そして、充放電パターン算出部213は、S1307で検索された充放電パターンの検索数に基づいて、所定の時間内に終了するか否かを判定する(S1308)。所定の時間内に終了すると判定した場合(S1308:Yes)、検索処理を行った後、S1311に遷移する。
一方、所定の時間内に終了しないと判定した場合(S1305:No)、充放電パターン算出部213は、所定の時間内に終了するために適した個数の時間枠を、分割時間枠から取り除く(S1309)。
そして、充放電パターン算出部213は、分割時間枠に対して、充放電パターンを検索する(S1310)。
そして、充放電パターン算出部213は、充放電パターン毎の電力の売買による利益に関する情報(利益及び節約額)を算出する(S1311)。
そして、充放電パターン選択部214が、利益に関する情報(利益及び節約額)に基づいて、充放電パターンを選択する(S1312)。
そして、売買要求送信制御部215が、選択された充放電パターンに従うように、電力市場サーバ180に対して、電力の販売及び購入の要求を送信する(S1313)。
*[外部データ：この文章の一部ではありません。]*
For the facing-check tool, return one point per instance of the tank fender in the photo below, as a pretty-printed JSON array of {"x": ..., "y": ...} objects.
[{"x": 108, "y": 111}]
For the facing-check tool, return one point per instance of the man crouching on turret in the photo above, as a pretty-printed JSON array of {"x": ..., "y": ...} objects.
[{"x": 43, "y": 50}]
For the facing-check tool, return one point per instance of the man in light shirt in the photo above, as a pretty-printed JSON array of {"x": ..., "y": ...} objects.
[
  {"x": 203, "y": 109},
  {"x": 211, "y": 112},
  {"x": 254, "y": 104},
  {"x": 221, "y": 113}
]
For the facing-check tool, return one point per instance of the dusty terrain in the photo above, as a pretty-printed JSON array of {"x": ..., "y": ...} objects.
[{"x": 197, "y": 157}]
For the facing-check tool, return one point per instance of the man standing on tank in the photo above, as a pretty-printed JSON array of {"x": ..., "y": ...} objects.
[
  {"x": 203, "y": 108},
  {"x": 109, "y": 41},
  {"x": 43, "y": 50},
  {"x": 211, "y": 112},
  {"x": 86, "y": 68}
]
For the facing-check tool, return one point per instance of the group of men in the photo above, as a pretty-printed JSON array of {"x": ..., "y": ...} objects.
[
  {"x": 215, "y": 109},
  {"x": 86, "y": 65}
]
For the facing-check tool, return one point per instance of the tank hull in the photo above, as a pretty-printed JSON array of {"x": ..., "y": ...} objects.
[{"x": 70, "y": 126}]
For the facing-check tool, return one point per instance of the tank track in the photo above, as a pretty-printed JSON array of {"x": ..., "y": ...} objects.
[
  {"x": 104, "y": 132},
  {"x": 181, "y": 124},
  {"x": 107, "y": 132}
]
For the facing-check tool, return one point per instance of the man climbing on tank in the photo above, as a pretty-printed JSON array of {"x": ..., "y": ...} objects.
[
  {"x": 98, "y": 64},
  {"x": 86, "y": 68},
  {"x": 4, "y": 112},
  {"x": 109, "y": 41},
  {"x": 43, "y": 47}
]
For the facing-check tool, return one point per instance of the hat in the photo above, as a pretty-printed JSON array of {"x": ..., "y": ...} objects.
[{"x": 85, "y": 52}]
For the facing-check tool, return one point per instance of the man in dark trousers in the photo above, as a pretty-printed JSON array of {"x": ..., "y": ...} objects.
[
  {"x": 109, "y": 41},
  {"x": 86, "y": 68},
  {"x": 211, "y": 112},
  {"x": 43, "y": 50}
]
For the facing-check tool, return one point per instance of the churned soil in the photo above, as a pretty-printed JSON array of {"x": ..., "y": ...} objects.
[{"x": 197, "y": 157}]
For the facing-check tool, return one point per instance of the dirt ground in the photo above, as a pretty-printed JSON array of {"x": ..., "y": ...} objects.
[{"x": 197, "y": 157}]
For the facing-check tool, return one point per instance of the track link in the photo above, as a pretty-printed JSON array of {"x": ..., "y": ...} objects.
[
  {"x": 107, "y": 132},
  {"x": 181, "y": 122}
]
本実施形態においては、上述した構成を備えることで、一日の需要を予測した後、1日前市場の締め切りである時刻(例えば10時)に間に合うように演算時間を調整しながら、充放電パターンを算出する手法について説明した。このように、一日の総需要を予測した後から充放電パターンを算出できるので、1日前市場の需要に応じた充放電を実現できる。
(変形例1)
上述した実施形態においては、充放電の回数を考慮せずに、充放電パターンを検索する場合について説明した。しかしながら、蓄電池においては実行可能な充放電回数が定められている。このため、蓄電池で充放電を行なわれた場合には、当該蓄電池の寿命が短くなったとみなすことができる。つまり、蓄電池で充放電が行われた場合に、短くなった寿命に対応するコストより利益が生じている必要がある。このために、本変形例では、1日に実行可能な充放電の数を設定した場合について説明する。
図14は、一日に実施可能な充放電回数“4”とした場合の充放電パターンの一例を示した図である。図14は、充放電1401、1402、1403、1404が行われた例とする。
図14に示されるような充放電回数を“4”の場合には、充放電パターンの数が限られる。このため、充放電パターンの検索の高速化も実現できる。また、本変形例においても、第1の実施形態と同様の高速化手法と組み合わせても良い。これにより、さらなる高速化を実現できる。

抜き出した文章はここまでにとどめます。